Friday, November 21, 2008

Shattered windows of the St. Sebastian Library

It only displayed one long book shelf, about twelve feet in length, eight high, and five stacks of books in three languages. There were two desks with six chairs each around them. Most days it stayed empty with an L shaped reception and a sole librarian, looking bored, reading a Sinhala weekly that contained cartoon serials. The windows of the library rooms were shattered from constant cricket balls that came through an impromptu field, adjoined to the building. During monsoon and rain showers the window side of the library hall would be drenched and unusable however, no one seems bothered, since the bored librarian ran up to cover the bookshelf with rubber sheets.

If you climb the stairs that's to the outer-side of the library building, you'd come across a hall where youth played carrom and table tennis; one of them went to become a world champion, in carrom that is. And there were grown men who'd be immersed in news papers scattered across many small tables. Pass these people and through another glass-broken door, thanks to impromptu cricket, move into the small balcony filled with pigeon droppings, there, you could view the St. Sebastian church and it's front yard.

And, this is where lots my childhood was spent, in the dusty garden of God, though playing, not praying. The church, built during mid twentieth century had a tall, grand architecture, large front yard in thick red sand and sparkles of grass, adjoined by an elementary school and a convent for nuns. The perimeter wall on its left was the wall of a court prison where suspects were remanded to be brought in next day. Occasionally we've seen prisoners jumping off the ten feet tall wall into the church yard, unable to run off in their white baggy pants and only to be caught by Sub Inspector Jayawickrame who'd swoosh by in his Mahindra Jeep or an Enfield motorcycle.

We grew up in a neighborhood called Hultsdrop that later changed its name to Aluthkade (New Shop). A pre-dominantly Muslim neighborhood, surrounded my mosques that would call for prayers five times a day, some Hindus and Christians also lived amicably, in row houses and tiled roofs, emitting fragrance of multi-religious dishes. While our Muslim brothers went to under-staffed neighborhood schools, non-Muslims were bussed or van-ned to branded schools situated in affluent areas of Colombo.

In the afternoons, when religion, names of children, schools, clothing and culture became non-issue, we would gather inside the St. Sebastian's church's front yard to play cricket. Teams would be formed with youth of all ages, anywhere from six to eighteen, batting sides would be selected with a coin toss and we'll play the sport with home made bats and thick rubber balls. Evenly cut broom sticks will become the wickets. When there weren't enough children to form two teams, each person will get chance to bat base on a lottery method. Usually the unlucky last batter would go home crying because by the time he got his turn, it either be too dark to play or Sister Philomena would have unleashed the convent's little pomenerian to chase after the players.

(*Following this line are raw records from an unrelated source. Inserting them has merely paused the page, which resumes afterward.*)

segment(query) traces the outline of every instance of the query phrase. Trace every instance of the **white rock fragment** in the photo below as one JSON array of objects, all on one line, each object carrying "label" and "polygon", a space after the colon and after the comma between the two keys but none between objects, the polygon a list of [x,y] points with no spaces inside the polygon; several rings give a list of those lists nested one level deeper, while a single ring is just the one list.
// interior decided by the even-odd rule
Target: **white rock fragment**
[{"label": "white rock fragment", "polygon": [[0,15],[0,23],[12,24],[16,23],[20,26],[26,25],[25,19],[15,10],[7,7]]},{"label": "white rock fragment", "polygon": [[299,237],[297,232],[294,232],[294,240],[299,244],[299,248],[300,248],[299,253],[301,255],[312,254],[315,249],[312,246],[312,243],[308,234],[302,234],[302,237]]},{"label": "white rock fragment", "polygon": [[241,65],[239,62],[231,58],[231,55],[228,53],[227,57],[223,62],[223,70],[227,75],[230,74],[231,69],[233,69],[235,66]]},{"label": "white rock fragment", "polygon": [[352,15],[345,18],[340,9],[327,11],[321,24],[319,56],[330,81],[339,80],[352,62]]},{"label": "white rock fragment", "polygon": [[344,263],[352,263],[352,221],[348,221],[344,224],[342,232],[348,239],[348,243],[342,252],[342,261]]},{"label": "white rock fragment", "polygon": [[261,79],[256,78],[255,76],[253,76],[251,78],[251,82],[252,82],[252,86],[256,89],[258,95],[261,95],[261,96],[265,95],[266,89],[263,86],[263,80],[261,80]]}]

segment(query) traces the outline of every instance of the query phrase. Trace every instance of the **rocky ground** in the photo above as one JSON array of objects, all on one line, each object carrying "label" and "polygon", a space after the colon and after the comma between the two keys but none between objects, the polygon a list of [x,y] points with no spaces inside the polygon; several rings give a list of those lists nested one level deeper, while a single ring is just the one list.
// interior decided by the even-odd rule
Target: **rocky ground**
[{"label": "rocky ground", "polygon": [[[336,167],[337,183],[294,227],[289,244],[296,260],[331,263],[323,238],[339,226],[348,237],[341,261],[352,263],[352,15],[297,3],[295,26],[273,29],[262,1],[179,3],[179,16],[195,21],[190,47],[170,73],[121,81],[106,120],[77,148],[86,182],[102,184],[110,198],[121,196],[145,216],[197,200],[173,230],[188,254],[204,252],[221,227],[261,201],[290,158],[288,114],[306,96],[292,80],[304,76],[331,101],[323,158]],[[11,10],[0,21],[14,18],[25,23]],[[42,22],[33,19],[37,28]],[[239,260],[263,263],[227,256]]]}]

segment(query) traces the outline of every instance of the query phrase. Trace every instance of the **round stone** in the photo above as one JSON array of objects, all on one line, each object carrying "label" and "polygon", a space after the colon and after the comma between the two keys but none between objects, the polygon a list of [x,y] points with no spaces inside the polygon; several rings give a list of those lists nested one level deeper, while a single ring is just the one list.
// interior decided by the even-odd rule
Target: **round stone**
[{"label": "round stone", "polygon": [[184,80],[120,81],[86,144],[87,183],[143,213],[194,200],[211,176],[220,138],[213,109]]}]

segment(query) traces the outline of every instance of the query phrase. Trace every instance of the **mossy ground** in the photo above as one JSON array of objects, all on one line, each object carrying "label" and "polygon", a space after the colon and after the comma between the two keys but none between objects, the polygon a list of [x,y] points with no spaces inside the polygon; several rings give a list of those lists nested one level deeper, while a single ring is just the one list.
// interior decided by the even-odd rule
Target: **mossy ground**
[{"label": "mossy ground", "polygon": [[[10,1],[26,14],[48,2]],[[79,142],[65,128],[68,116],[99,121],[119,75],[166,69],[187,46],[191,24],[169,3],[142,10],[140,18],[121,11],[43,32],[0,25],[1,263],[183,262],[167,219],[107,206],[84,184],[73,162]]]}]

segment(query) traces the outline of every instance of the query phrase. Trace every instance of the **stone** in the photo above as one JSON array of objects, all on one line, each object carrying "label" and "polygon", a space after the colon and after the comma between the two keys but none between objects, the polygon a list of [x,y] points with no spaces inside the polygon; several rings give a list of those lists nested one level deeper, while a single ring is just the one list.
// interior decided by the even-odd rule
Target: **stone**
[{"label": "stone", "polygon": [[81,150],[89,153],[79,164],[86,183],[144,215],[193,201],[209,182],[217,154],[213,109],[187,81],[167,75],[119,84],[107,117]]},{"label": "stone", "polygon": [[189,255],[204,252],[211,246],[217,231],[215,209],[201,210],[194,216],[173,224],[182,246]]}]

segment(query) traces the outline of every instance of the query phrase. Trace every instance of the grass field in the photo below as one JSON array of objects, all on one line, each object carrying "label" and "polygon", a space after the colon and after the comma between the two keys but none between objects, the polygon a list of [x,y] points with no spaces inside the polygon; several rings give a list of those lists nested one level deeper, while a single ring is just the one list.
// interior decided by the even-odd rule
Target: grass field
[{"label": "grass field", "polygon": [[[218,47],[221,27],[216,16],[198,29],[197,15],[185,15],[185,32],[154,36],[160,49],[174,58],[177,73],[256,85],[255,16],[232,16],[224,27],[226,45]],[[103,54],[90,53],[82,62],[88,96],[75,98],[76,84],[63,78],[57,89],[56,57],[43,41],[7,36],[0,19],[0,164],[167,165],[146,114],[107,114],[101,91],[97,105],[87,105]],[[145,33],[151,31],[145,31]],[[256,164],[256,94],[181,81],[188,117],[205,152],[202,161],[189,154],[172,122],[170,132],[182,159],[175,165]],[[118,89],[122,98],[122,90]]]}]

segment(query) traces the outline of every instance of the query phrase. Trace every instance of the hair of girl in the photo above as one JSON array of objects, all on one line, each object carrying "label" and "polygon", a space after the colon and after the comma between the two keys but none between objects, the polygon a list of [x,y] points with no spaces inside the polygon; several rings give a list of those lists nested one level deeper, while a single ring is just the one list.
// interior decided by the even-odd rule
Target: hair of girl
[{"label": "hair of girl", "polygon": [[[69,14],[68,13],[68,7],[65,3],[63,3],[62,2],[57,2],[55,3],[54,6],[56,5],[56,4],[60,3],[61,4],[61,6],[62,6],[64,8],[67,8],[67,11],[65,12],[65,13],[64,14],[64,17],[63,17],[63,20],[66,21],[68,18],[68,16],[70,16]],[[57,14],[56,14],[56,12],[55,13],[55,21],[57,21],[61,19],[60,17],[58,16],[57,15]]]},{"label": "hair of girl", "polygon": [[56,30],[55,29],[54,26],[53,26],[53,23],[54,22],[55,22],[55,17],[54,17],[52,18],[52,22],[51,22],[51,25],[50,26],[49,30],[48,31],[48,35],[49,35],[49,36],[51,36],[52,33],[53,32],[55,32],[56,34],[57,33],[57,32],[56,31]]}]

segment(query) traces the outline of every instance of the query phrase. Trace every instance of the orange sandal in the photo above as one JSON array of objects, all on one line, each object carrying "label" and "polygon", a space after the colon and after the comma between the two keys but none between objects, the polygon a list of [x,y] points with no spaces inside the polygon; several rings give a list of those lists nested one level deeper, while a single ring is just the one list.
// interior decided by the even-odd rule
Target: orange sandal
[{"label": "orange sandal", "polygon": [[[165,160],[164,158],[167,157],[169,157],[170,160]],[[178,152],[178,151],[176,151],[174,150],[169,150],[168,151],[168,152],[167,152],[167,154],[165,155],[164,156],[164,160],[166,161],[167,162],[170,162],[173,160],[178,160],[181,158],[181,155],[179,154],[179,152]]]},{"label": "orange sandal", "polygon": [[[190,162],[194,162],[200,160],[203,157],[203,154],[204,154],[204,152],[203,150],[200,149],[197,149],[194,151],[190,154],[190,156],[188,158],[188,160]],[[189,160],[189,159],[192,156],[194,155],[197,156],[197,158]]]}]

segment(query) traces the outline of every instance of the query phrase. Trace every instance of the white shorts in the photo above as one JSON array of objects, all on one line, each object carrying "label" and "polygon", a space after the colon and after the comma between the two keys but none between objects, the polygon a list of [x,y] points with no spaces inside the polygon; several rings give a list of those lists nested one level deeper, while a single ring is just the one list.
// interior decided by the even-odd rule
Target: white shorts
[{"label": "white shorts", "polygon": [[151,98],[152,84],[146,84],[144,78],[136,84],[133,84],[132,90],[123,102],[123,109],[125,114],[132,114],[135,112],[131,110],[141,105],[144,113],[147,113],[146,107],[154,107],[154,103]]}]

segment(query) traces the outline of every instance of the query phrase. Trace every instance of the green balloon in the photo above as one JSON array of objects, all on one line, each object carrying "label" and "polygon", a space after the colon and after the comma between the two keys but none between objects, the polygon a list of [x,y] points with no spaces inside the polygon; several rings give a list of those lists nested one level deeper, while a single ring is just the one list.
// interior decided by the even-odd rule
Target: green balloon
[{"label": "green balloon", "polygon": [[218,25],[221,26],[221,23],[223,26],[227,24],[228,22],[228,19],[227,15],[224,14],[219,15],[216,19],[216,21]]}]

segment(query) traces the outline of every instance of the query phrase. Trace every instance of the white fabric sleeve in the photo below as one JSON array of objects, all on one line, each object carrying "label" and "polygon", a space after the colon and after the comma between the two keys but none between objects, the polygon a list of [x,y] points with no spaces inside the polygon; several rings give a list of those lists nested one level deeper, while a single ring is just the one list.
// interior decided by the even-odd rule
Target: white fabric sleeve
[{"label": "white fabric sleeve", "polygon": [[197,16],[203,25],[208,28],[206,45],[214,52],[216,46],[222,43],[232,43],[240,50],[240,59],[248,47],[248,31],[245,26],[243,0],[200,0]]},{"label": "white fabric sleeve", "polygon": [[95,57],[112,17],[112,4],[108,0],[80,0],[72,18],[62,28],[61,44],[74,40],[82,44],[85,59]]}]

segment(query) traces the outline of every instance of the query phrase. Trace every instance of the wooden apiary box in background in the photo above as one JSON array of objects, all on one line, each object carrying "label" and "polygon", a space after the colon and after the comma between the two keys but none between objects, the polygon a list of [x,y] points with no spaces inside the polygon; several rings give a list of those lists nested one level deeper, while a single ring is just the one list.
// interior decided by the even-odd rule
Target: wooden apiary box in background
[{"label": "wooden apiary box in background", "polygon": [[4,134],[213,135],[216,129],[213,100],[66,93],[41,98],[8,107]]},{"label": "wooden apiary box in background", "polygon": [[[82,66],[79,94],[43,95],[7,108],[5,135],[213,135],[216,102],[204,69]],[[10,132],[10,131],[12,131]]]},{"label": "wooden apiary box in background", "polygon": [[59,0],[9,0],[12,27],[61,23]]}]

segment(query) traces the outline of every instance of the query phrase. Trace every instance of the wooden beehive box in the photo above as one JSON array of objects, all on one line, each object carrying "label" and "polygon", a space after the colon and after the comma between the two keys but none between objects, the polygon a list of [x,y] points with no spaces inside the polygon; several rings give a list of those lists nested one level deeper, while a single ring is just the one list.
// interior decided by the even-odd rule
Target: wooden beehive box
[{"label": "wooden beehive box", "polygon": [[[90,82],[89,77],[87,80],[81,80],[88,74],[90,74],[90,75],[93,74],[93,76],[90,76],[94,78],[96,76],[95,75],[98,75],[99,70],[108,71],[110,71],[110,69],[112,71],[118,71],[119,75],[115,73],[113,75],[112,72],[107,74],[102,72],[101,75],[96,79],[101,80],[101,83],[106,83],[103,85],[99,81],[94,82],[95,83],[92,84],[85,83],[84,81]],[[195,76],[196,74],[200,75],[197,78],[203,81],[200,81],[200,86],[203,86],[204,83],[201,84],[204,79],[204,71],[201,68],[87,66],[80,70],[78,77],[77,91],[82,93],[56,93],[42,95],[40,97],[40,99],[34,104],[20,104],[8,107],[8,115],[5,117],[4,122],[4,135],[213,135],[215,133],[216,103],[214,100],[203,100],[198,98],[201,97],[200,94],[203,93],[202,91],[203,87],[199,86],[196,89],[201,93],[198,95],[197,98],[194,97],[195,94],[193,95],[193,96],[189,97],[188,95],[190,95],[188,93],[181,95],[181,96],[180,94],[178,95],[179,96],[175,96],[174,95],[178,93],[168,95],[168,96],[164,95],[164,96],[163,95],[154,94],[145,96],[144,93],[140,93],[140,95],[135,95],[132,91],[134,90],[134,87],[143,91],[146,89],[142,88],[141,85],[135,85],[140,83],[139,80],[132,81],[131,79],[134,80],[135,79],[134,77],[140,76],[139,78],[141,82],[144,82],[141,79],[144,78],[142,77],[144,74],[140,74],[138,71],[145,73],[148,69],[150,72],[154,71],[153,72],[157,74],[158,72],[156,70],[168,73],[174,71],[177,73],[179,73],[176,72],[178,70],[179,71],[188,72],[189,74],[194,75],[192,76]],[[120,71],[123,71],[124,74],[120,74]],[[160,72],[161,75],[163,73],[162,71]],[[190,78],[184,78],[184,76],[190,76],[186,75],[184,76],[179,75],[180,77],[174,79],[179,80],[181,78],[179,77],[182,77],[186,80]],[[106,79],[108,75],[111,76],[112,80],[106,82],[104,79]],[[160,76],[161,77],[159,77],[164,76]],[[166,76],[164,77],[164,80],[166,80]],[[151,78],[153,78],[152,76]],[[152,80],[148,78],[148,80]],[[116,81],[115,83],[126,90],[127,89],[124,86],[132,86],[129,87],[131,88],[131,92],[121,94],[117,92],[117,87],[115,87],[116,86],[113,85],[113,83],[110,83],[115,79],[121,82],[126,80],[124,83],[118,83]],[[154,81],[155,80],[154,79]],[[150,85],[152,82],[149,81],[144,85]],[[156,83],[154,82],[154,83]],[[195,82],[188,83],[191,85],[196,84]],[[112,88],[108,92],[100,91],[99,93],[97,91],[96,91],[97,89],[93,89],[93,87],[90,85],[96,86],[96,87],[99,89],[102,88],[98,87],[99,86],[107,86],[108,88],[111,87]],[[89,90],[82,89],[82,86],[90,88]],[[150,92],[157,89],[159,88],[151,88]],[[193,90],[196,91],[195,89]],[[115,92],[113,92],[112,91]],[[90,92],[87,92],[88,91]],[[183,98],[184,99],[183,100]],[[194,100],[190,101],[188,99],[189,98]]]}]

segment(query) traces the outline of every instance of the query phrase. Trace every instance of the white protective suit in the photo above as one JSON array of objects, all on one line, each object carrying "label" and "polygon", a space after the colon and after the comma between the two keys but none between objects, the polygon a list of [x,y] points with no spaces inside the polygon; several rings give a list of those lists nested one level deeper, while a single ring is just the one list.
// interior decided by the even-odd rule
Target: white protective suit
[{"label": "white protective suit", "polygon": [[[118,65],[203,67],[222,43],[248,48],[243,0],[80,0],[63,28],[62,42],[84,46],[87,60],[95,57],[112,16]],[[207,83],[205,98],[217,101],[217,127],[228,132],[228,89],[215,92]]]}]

I'm yet to know why Sister Philomena, a woman of faith, chose to unleash a little poodle on us however, on these dog-chasing occasions we'll go outside the church's yard and play in front of the library building, causing the windows to break that you read about earlier. I don't think any of the kids that I played with have ever stepped into the library, except may be to collect a wayward ball. The books of the library, neatly stacked on the single shelf, came on the Public Library System's truck that did its rounds fortnightly. Most times the driver of the truck would have nothing to exchange because the books seldom moved or circulated. It is not to say people weren't educated or interested in books. At that point of time, Sri Lanka maintained a 90% plus literacy rate, one of the highest in Asia, thanks for mandatory education act and British inherited methods.

Fortunately, the semi-haunted library, found me a refuge to collect these words, to run my imagination and to record my thoughts. The library became the Mecca for my thirst. The books I demanded became readily available, without waiting lists, undrenched, with a simple click of a date stamp off the hands of bored librarian who continued to read Sinhala cartoon serials. As a bonus, the electrical brown-outs implemented by the government to save energy didn't impact the library system. It always had electricity, until the closing time, to throw me out to the dark streets across the St. Sebastian church.

Over time, things changed. The cricket team and the carom youth and the news papers readers grew old. Sister Philomena became Mother Philomena and the poodle passed away peacefully at the feet of St. Sebastian. Another great library with historical collections was burned to ashes due to the civil war. Most of my Muslim friends didn't take up higher education and went into business as store owners, gem merchants and eventual millionaires. At least one of them got killed by a local mafia hit-man. Many left the country to build up their skills and talents offshore - including captaining the Canadian cricket team, build up families, children, and the Diaspora as we call it now.

The last time I returned to Aluthkade, four years ago, I walked pass the St. Sebastian library with shattered windows. The books have dissapeared. There was no bored librarian or the rubber sheet covered shelf. The building had been turned into a wedding hall.

I also noticed a padlock at the gates of St. Sebastian, I presume to keep young cricketers away and to give solace to escaping prisoners, inside the dusty garden of God.